I had visions of a feast of acorns, windfalls and piles of grain, an orgy of eating that went on until the ducks gently collapsed, a vision fulfilled by Madame LeGrand, my neighbour in Burgundy, who fed her ducks by hand and massaged their throats. I wasn’t around when she calmly slit their throats, but I happily bought two fat livers from her each autumn. I truly didn’t know about ducks in cages and the mechanical gavage using a metal tube until a few years ago. It made me shudder to think about it, but I also shudder when my lambs go off to the abattoir.

I continued to eat foie gras on special occasions, restrained only by the expense and a hazy notion of the cholesterol content. When Governor Schwarzenegger banned the production and sale of foie gras in California from 2012, I was appalled at the sanctimonious political correctness. Demonstrators in New York, harassing customers who entered restaurants that had foie gras on the menu left me outraged. Why weren’t they outside Kentucky Fried Chicken or Burger King, places where the animals on the menu have had far worse lives? As I toasted my brioche, I thanked my lucky stars that I lived in civilised Old Europe.
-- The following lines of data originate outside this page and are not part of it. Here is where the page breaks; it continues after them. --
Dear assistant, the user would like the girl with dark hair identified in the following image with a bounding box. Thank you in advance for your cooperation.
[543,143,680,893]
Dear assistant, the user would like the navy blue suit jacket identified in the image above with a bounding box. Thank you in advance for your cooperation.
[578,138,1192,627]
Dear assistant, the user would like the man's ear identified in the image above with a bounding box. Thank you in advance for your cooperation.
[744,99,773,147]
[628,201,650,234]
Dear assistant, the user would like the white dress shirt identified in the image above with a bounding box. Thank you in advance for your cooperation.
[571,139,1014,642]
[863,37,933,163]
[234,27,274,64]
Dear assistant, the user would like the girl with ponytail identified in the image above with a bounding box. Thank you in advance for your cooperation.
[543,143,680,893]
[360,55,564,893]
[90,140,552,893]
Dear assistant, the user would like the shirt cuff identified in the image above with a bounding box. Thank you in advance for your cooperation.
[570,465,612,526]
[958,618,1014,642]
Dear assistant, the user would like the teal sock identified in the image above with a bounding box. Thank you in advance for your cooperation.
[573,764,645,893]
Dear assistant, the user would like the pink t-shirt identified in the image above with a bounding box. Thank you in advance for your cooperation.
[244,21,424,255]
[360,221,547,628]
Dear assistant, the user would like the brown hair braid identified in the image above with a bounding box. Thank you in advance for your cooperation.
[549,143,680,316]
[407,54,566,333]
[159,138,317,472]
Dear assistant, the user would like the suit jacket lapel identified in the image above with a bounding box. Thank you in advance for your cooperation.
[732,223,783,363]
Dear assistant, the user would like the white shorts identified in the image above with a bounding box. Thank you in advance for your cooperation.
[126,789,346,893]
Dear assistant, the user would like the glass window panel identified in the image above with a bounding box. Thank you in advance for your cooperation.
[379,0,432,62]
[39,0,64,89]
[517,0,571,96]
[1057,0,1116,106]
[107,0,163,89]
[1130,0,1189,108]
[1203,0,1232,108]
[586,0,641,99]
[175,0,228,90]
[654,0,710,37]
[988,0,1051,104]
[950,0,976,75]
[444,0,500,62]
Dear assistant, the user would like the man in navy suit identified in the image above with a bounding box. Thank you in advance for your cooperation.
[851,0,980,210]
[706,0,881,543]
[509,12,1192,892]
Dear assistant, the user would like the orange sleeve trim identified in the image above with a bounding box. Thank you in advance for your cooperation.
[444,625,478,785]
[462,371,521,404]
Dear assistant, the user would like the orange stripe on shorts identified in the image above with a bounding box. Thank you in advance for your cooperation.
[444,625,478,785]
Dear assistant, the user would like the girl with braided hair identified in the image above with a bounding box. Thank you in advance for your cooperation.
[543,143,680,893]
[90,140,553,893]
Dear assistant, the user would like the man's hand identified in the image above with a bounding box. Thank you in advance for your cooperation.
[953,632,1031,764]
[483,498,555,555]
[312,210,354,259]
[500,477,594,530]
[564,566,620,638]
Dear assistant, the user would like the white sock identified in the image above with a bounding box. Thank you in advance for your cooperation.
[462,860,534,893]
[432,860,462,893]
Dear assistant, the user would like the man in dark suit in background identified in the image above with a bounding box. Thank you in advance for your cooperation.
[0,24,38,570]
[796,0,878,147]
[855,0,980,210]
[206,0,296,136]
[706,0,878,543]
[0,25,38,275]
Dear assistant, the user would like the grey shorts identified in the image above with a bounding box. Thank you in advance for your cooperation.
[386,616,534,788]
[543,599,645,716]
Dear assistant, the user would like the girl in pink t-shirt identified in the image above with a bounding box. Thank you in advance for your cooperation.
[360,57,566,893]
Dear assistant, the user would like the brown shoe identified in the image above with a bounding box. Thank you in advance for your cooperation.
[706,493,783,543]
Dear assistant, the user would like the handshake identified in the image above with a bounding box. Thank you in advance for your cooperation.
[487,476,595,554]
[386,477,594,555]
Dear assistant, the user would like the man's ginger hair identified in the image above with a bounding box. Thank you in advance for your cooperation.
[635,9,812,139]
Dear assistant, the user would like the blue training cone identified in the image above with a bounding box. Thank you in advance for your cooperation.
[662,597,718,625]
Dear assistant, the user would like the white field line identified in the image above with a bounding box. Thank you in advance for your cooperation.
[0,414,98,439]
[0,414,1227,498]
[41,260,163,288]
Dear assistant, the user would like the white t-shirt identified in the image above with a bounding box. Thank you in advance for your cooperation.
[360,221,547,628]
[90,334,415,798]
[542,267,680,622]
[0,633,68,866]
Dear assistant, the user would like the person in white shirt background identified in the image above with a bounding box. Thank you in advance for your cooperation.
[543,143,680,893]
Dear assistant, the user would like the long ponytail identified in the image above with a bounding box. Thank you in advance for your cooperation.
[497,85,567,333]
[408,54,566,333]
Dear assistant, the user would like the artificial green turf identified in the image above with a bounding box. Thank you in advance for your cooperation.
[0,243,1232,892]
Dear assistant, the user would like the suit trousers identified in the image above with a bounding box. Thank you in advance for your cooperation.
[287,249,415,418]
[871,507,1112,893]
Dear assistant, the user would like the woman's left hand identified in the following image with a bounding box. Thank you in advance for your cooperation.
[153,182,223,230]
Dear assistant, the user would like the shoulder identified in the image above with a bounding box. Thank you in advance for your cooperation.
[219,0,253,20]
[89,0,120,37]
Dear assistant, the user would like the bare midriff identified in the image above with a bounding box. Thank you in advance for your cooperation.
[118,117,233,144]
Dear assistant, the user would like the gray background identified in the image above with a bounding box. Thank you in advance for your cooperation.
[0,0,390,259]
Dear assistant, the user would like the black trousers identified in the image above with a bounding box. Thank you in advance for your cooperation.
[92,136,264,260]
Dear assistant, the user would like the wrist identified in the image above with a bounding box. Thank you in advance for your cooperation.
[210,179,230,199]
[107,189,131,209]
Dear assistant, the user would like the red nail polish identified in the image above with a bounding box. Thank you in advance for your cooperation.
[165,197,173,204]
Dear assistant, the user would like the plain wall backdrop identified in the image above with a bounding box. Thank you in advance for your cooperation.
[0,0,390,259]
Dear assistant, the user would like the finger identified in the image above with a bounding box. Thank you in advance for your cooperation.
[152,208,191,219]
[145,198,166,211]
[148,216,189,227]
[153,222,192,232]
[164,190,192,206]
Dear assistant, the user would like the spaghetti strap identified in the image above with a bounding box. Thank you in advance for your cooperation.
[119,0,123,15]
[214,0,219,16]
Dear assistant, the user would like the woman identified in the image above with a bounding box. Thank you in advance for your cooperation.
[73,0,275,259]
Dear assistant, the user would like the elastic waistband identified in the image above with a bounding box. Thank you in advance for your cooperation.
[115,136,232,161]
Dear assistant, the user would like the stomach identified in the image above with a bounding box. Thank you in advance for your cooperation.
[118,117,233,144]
Then something strange happened. About a year or so ago, I went off the idea of foie gras. Perhaps one’s own liver becomes more sensitive with age, along with one’s conscience. I didn’t pontificate if I was served it at a dinner, I simply stopped making it, ceased ordering it. I didn’t take it off the restaurant menu because it wasn’t on the menu. All our meat is born and raised within a 30-mile radius. I mostly kept quiet about my farewell to foie gras, until last week, when I got a telephone call from a fellow restauranteur telling me about Midsummer House, a two-Michelin-star restaurant in Cambridge. The Animal Liberation Front (ALF) had spray-painted the windows, glued the locks and thrown a brick into a window, all because the chef-owner Daniel Clifford serves foie gras. At first, Mr Clifford was determined to face down the ALF terrorists, but the police advised him to forget any notions of a culinary High Noon. You don’t need a long memory to recall what the ALF did to scientists and their families who worked at the nearby Huntington Life Sciences.
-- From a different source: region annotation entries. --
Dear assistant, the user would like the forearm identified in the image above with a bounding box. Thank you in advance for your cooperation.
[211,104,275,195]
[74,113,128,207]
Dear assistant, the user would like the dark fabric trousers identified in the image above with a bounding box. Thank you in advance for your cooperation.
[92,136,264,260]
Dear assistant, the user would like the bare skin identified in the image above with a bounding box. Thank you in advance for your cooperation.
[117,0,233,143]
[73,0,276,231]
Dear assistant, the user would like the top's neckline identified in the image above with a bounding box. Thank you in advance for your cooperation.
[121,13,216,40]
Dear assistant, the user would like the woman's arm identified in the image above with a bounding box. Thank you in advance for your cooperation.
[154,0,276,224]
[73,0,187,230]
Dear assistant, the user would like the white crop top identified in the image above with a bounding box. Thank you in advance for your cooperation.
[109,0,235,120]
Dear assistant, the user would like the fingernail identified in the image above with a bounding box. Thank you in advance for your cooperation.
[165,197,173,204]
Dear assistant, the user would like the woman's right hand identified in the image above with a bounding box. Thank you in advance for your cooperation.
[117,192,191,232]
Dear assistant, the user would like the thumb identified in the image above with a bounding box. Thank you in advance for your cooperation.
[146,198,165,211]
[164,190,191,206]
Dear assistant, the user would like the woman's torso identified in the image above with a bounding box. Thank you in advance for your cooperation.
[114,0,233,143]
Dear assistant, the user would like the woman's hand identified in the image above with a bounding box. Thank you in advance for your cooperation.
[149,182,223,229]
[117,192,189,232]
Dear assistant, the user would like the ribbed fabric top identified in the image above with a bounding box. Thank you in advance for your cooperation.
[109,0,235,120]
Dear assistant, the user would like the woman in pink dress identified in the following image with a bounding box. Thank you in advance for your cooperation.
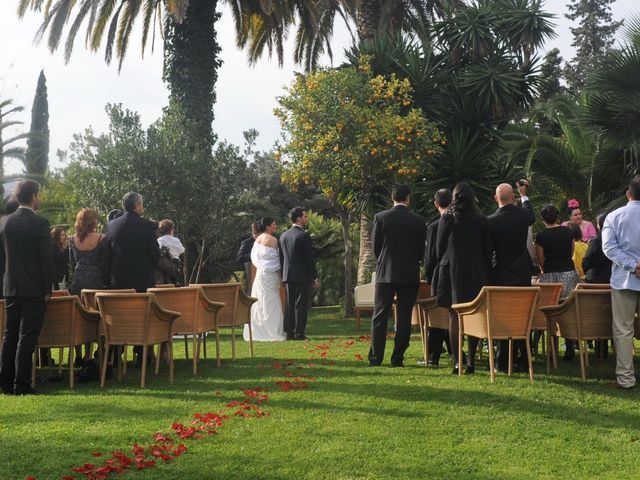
[562,198,598,243]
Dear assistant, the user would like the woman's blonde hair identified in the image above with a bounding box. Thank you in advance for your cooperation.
[75,208,99,242]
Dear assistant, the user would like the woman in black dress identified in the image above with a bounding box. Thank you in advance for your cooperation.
[436,182,492,374]
[51,227,69,290]
[69,208,109,366]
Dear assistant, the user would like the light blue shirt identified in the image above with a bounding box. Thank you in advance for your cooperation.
[602,200,640,291]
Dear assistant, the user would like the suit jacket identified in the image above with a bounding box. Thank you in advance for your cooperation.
[280,225,318,283]
[0,208,53,298]
[436,212,492,307]
[236,236,256,264]
[487,201,536,287]
[103,212,160,292]
[371,205,426,285]
[576,232,611,283]
[424,219,440,285]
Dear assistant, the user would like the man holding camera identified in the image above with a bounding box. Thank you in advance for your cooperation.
[488,179,536,372]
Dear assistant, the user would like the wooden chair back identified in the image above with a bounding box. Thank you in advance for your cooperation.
[147,286,222,335]
[96,292,179,345]
[459,286,540,339]
[576,283,611,290]
[0,300,5,349]
[191,282,250,327]
[553,289,613,340]
[80,288,136,311]
[531,283,564,330]
[38,295,100,347]
[411,280,431,325]
[416,297,449,330]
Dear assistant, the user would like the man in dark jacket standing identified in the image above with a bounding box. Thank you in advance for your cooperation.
[280,207,317,340]
[488,180,536,372]
[0,180,53,395]
[369,185,426,367]
[424,188,452,367]
[105,192,160,292]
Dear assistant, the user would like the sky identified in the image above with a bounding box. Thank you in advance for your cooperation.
[0,0,640,173]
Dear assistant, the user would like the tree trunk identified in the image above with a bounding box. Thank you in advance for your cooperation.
[163,0,222,150]
[358,212,376,285]
[338,208,353,317]
[356,0,380,42]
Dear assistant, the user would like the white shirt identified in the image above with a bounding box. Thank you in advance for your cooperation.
[158,235,184,259]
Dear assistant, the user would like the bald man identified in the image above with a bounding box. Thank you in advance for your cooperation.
[488,180,536,372]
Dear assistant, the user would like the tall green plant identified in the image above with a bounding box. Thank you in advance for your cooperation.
[25,70,49,175]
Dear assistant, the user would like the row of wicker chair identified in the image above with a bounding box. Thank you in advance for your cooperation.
[417,283,624,383]
[0,282,256,388]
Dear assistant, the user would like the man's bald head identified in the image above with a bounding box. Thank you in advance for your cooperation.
[496,183,514,207]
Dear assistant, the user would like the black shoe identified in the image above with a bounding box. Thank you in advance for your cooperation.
[513,364,529,373]
[15,387,41,395]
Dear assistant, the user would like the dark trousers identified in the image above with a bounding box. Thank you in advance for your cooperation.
[497,340,528,372]
[284,282,309,337]
[369,283,418,365]
[0,297,47,392]
[427,328,451,365]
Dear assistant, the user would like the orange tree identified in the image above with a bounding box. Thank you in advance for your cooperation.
[275,57,445,314]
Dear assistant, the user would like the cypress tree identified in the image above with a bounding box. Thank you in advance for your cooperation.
[25,70,49,175]
[565,0,622,94]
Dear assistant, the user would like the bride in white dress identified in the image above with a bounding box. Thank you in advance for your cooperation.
[243,217,287,342]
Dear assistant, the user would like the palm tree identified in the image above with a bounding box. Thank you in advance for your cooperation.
[0,99,29,184]
[18,0,278,152]
[584,16,640,184]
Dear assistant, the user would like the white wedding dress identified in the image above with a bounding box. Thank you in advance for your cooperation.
[243,242,287,342]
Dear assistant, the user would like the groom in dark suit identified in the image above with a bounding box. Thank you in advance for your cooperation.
[0,180,53,395]
[488,180,536,372]
[104,192,160,292]
[280,207,317,340]
[369,185,426,367]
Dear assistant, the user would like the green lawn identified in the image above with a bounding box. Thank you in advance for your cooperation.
[0,308,640,480]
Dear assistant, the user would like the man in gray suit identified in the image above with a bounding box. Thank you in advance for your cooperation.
[280,207,317,340]
[369,185,426,367]
[0,180,53,395]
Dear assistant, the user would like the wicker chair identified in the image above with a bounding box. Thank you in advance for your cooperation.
[80,288,136,312]
[96,292,180,388]
[0,300,5,349]
[531,283,563,359]
[576,283,611,290]
[31,295,100,388]
[416,297,449,366]
[541,288,613,381]
[191,282,258,360]
[147,286,224,375]
[353,274,376,329]
[51,290,71,298]
[451,287,540,383]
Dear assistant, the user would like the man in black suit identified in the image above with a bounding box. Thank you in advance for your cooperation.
[369,185,426,367]
[236,222,260,293]
[424,188,452,366]
[280,207,317,340]
[105,192,160,292]
[0,180,53,395]
[488,180,536,372]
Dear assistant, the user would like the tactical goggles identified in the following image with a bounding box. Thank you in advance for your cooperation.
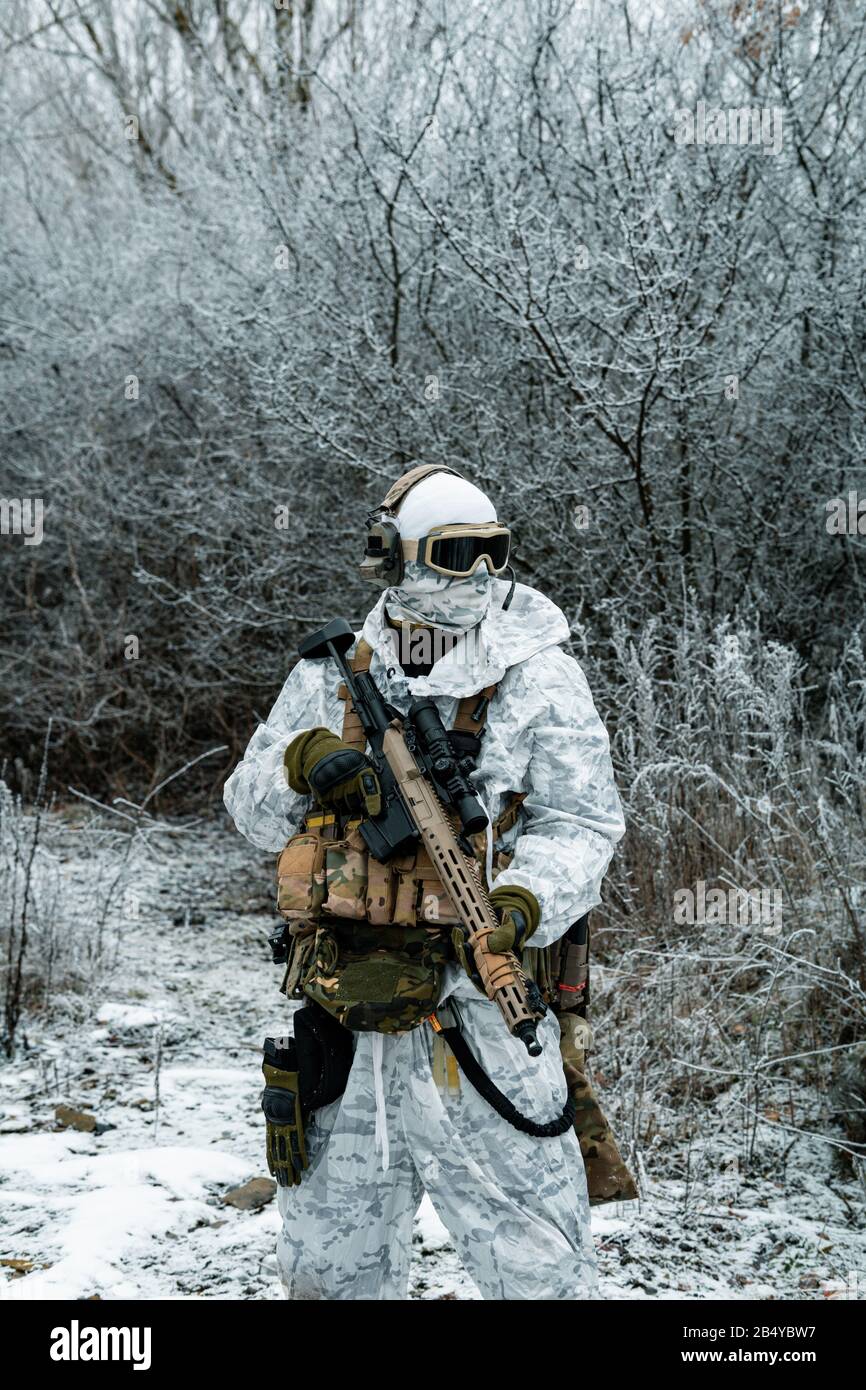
[403,521,512,578]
But Midsummer House leaves me with a dilemma. I hate the idea of cruelty to ducks, but I also hate the idea of the ALF’s cruelty to people who don’t share their beliefs. When Mr Clifford changed his menu, for the safety of his staff and customers, it signalled a new and ominous tyranny in the restaurant world. Even for the diner who doesn’t dream of foie gras and trumpets, this is a fork in the road we may all come to regret.